Nous devons également faire attention à ce dont nous avons besoin pour nous nourrir. Je ne dis pas que nous devrions complètement ignorer les autres et nous faire le centre de l’univers. Nous devons trouver un équilibre entre les besoins des autres et les nôtres. Ce n’est pas être égoïste quand on met d’abord nos propres masques à oxygène. Si nous laissons notre valeur être définie par les autres, que se passera-t-il si leur vision de nous change? Ce n’est que lorsque nous connaissons notre valeur au plus profond de nous-mêmes que nous pouvons aider sérieusement et de manière désintéressée les autres.

Pourquoi nous devons cesser d’être si durs avec nous-mêmes

En bout de ligne, nous accepter pour ce que nous sommes est la clé pour construire un sens solide de notre valeur inébranlable.

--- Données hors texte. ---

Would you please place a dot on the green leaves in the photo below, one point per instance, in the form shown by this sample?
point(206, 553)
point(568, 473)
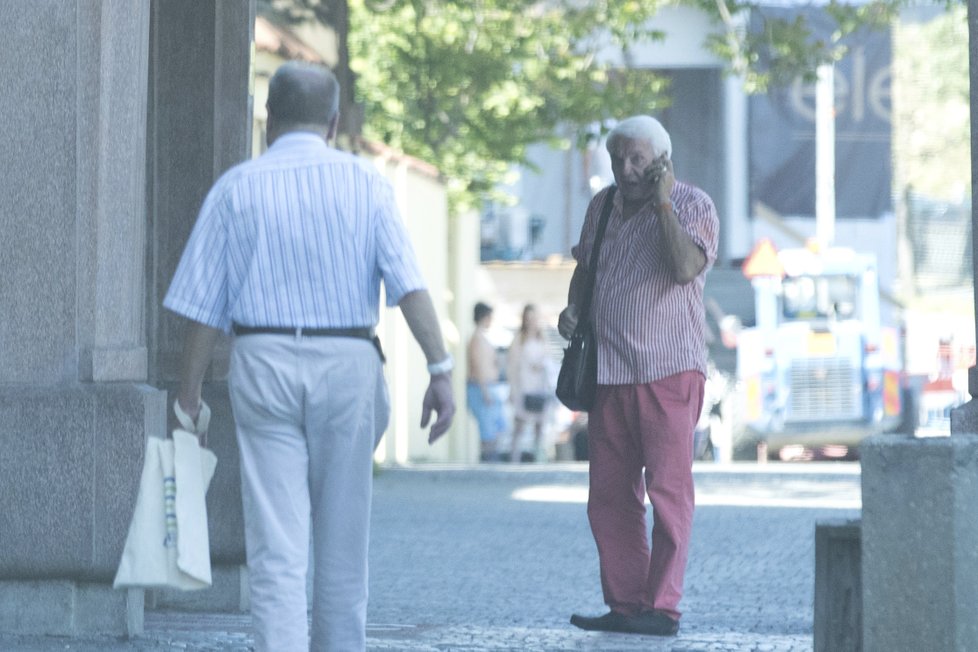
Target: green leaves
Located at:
point(469, 86)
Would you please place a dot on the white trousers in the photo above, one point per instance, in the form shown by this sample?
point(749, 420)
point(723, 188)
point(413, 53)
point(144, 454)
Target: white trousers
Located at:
point(309, 413)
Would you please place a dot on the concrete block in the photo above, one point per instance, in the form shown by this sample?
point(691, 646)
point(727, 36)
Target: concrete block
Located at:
point(920, 543)
point(838, 587)
point(71, 466)
point(228, 593)
point(68, 608)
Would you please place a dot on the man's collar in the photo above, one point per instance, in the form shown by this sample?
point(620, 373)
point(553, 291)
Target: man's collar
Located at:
point(299, 137)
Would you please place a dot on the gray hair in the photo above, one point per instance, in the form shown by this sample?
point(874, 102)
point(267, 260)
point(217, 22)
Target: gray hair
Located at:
point(641, 127)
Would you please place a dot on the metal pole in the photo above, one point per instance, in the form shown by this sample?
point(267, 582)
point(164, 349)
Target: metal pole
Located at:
point(825, 155)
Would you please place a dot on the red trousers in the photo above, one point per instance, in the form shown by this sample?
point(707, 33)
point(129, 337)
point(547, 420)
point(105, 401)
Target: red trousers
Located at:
point(631, 428)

En termes pratiques, nous devons:

  • protégez-vous d’être marqué psychologiquement par des expériences négatives
  • redynamisez-vous régulièrement pour ne pas finir par souffrir d’épuisement professionnel, de détresse et de fatigue mentale
  • donnez-vous la permission de profiter de ce que nous avons et de ce que nous avons accompli en travaillant pour améliorer les autres domaines

Pour être clair, ce n’est pas une façon sournoise de nous donner la permission pour arrêter. C’est en fait le contraire. En se donnant une pause, on se donne l’occasion de se réapprovisionner mentalement avant de marcher sur le gaz.

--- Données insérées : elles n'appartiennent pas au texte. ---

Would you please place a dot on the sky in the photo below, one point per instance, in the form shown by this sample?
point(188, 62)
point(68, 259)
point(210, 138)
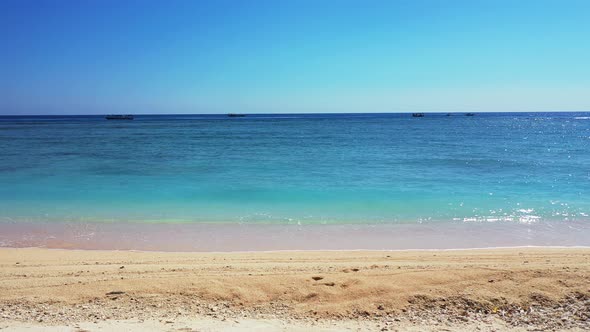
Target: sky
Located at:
point(293, 56)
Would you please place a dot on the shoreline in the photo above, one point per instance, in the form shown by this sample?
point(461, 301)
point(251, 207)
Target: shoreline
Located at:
point(279, 237)
point(490, 289)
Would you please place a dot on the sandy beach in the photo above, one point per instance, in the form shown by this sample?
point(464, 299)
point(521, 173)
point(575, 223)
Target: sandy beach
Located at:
point(491, 289)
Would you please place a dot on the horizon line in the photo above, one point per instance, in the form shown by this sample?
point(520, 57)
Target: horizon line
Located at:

Transformez la gentillesse de soi en action

Revenir à mon histoire, écrire comment j’ai échoué, c’était comme une confession. Je laisse mes erreurs s’envoler dans le vent comme une douce libération.

En me montrant sa compréhension, mon instructeur m’a donné le pouvoir de me pardonner. En disant « ne sois pas si dur avec toi-même », ses paroles m’ont fait passer à l’action. Ils m’ont fait réaliser que j’avais appris quelque chose de cette expérience. L’important à retenir est d’absorber l’apprentissage et de l’utiliser pour être meilleur la prochaine fois. Ses paroles m’ont en fait poussé à travailler sur la façon dont je pourrais être meilleur la prochaine fois.

Même en tant que coach, je trouve ces moments de rappel et d’illumination si critiques pour notre croissance et notre développement. Bien sûr, cette fois-ci, il a fallu une 3ème partie pour que je comprenne. L’astuce consiste à toujours pratiquer la gentillesse de soi plutôt que de compter sur les autres pour nous rappeler « de ne pas être trop dur avec nous-mêmes ».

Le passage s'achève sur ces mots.